Er is geen apart technisch reglement voor fietsen en andere rijwielen, in plaats daarvan staan de voorschriften voor hun uitrusting in de COW. In principe moeten fietsen en andere rijwielen uitgerust zijn met een voorlicht, achterlicht en een aantal reflectoren (vooraan, achteraan, op de pedalen en op de wielen). Echter, wanneer ermee gereden wordt tussen het aanbreken van de dag en het vallen van de avond en in alle omstandigheden wanneer het mogelijk is duidelijk te zien tot op een afstand van ongeveer 200 m, zijn de reflectoren vooraan en achteraan, de reflectoren op de pedalen en de zijdelingse signalisatie niet verplicht. Deze uitzondering gold vroeger enkel voor bepaalde soorten fietsen, voortaan geldt deze voor alle soorten fietsen en rijwielen.

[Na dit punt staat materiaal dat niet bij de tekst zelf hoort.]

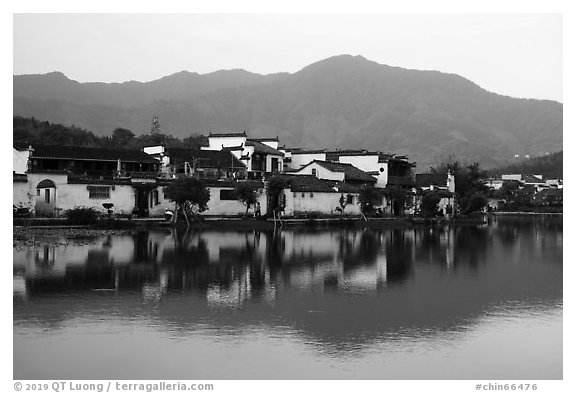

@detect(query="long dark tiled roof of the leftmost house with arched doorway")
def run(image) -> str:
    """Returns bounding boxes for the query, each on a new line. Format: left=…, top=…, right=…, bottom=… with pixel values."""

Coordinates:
left=32, top=145, right=158, bottom=164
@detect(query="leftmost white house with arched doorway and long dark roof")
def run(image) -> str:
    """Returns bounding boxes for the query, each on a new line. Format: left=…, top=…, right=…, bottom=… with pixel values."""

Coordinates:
left=13, top=145, right=166, bottom=217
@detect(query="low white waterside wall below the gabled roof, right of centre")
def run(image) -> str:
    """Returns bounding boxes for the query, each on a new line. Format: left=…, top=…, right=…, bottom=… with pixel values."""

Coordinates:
left=284, top=189, right=360, bottom=216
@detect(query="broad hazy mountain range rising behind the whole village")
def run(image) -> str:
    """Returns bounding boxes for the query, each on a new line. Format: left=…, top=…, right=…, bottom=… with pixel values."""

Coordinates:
left=14, top=55, right=563, bottom=168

Fietsers moeten, waar mogelijk, gebruikmaken van de hieronder beschreven delen van de openbare weg:
Bij gebrek aan deze voorzieningen moeten zij rechts in de gevolgde rijrichting gebruik maken van:
Fietsers zijn dus niet verplicht om het fietspad te gebruiken indien het oppervlak ongeschikt is (als gevolg van begroeiing, modder, beschadiging, enz.) en daardoor als gevaarlijk kan worden beschouwd.
Het verkeersbord D13 in combinatie met het extra bord M41b-P.2 laat fietsers toe om daar te rijden op voorwaarde dat ze voorrang geven aan de voetgangers.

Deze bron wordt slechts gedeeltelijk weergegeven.